Ben Zhou (co-founder and CEO of Bybit) confirmed the incident in a blog post published on X, formerly Twitter. Zhou said that a scheduled transfer had been manipulated somehow. The funds involved were also stolen.
"However, the signing message was to change the smart contract logic of our ETH cold wallet," Zhou, said "[The] hacker took control of the specific ETH cold wallet we signed and transferred all ETH in the cold wallet to this unidentified address."
"All other cold wallets are secure. All withdraws are NORMAL," Zhou has been added.
Ethereum’s price has fallen by nearly 3 percent in an hour. It is currently $2,727. Bitcoin has also dropped to $98,091.
Ahead of Zhou's post, noted pseudonymous security researcher ZachXBT wrote in his Telegram channel that there were "suspicious outflows" Bybit, and a reliable source told him it was an a "security incident."
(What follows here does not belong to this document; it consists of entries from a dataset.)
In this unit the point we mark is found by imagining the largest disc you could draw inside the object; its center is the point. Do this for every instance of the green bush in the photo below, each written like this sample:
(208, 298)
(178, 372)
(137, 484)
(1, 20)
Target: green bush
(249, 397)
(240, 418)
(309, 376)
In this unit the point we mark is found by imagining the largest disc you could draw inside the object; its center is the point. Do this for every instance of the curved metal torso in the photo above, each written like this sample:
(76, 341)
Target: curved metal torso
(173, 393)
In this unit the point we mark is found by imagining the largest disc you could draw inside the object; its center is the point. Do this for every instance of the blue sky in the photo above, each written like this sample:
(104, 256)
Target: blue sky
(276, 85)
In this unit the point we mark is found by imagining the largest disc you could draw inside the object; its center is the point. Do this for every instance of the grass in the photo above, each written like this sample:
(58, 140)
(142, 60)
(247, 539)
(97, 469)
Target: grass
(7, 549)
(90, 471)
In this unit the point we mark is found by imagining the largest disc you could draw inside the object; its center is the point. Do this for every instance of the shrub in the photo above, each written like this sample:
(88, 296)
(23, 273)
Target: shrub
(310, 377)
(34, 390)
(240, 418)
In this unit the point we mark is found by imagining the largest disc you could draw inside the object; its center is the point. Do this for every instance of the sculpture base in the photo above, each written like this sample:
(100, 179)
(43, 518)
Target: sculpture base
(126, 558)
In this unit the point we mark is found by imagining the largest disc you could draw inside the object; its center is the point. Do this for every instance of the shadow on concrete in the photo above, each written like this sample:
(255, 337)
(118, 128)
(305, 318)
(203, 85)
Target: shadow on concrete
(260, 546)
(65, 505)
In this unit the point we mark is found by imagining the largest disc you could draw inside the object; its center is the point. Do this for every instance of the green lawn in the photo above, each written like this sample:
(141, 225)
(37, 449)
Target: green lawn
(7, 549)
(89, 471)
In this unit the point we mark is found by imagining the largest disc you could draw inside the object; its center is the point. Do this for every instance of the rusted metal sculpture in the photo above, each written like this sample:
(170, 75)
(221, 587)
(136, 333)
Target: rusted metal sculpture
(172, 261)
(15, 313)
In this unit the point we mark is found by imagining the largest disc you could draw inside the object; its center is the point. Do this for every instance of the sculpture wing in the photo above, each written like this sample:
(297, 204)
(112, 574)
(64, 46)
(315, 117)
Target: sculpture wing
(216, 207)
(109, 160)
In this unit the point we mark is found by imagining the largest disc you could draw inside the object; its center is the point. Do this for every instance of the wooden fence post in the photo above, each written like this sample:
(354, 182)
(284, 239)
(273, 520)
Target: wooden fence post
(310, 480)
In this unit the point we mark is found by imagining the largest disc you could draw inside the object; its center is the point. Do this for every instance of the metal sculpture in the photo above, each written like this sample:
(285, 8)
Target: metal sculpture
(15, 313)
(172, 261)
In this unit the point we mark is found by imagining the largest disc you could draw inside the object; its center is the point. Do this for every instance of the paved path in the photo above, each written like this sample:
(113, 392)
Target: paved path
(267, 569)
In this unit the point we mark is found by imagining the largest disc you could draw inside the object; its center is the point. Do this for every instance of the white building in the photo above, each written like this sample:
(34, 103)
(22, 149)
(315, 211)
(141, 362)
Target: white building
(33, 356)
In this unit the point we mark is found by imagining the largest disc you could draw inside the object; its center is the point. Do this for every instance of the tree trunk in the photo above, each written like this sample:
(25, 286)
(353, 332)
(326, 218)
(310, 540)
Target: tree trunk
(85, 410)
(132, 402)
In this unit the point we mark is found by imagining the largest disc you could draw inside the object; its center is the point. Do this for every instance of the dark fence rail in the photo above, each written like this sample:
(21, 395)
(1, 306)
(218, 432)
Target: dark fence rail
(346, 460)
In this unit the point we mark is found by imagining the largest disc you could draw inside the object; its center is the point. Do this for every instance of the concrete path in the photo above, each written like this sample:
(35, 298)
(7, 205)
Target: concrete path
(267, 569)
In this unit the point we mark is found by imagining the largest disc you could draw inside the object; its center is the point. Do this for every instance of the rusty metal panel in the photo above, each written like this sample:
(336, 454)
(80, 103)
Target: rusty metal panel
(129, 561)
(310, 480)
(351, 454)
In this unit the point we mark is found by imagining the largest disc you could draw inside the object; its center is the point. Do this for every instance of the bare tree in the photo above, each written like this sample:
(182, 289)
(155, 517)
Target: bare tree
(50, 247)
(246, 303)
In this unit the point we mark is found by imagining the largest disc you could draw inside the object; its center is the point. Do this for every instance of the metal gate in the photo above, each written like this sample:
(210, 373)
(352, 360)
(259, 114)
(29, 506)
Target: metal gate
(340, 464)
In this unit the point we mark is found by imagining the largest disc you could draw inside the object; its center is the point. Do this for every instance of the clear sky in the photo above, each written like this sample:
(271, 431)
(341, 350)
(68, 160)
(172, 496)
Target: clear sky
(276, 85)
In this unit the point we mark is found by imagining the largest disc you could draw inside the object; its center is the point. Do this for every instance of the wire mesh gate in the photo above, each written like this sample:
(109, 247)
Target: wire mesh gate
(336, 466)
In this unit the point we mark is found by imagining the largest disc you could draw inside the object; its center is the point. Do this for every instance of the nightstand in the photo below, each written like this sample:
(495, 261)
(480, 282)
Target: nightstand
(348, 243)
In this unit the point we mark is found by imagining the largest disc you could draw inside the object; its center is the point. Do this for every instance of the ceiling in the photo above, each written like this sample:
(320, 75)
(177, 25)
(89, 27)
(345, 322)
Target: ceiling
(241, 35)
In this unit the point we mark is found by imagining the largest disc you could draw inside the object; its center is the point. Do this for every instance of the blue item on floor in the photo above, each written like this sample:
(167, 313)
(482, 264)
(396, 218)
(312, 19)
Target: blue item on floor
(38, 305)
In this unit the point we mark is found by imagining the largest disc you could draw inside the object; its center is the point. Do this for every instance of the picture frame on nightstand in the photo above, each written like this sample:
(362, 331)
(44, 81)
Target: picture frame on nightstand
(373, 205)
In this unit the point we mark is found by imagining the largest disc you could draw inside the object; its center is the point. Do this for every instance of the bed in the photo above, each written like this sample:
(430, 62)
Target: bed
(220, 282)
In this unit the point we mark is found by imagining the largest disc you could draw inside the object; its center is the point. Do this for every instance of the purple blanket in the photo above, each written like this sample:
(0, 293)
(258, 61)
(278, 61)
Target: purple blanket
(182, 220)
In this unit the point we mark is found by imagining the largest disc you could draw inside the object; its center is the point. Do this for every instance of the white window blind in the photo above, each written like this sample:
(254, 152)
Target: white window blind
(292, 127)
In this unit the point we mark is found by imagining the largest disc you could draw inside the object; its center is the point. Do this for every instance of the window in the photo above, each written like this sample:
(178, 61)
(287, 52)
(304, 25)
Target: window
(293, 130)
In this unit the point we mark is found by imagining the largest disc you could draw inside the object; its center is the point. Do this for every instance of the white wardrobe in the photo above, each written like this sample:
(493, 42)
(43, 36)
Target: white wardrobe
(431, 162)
Since then, he has said that ETH funds are being spread across 39 different accounts as the attacker tries to confuse their flow in order to make the funds harder to track.
"Bybit detected unauthorized activity involving one of our ETH cold wallets," The exchange is written in X. "The incident occurred when our ETH multisig cold wallet executed a transfer to our warm wallet. Unfortunately, this transaction was manipulated through a sophisticated attack that masked the signing interface, displaying the correct address while altering the underlying smart contract logic. As a result, the attacker was able to gain control of the affected ETH cold wallet and transfer its holdings to an unidentified address."
Zhou assured the public and industry shortly after that it would be able deal with the loss.
"Bybit is solvent even if this hack loss is not recovered," He has written. "All of clients' assets are 1-to-1 backed, we can cover the loss."
Editor's note: This story is developing and will be updated with additional details.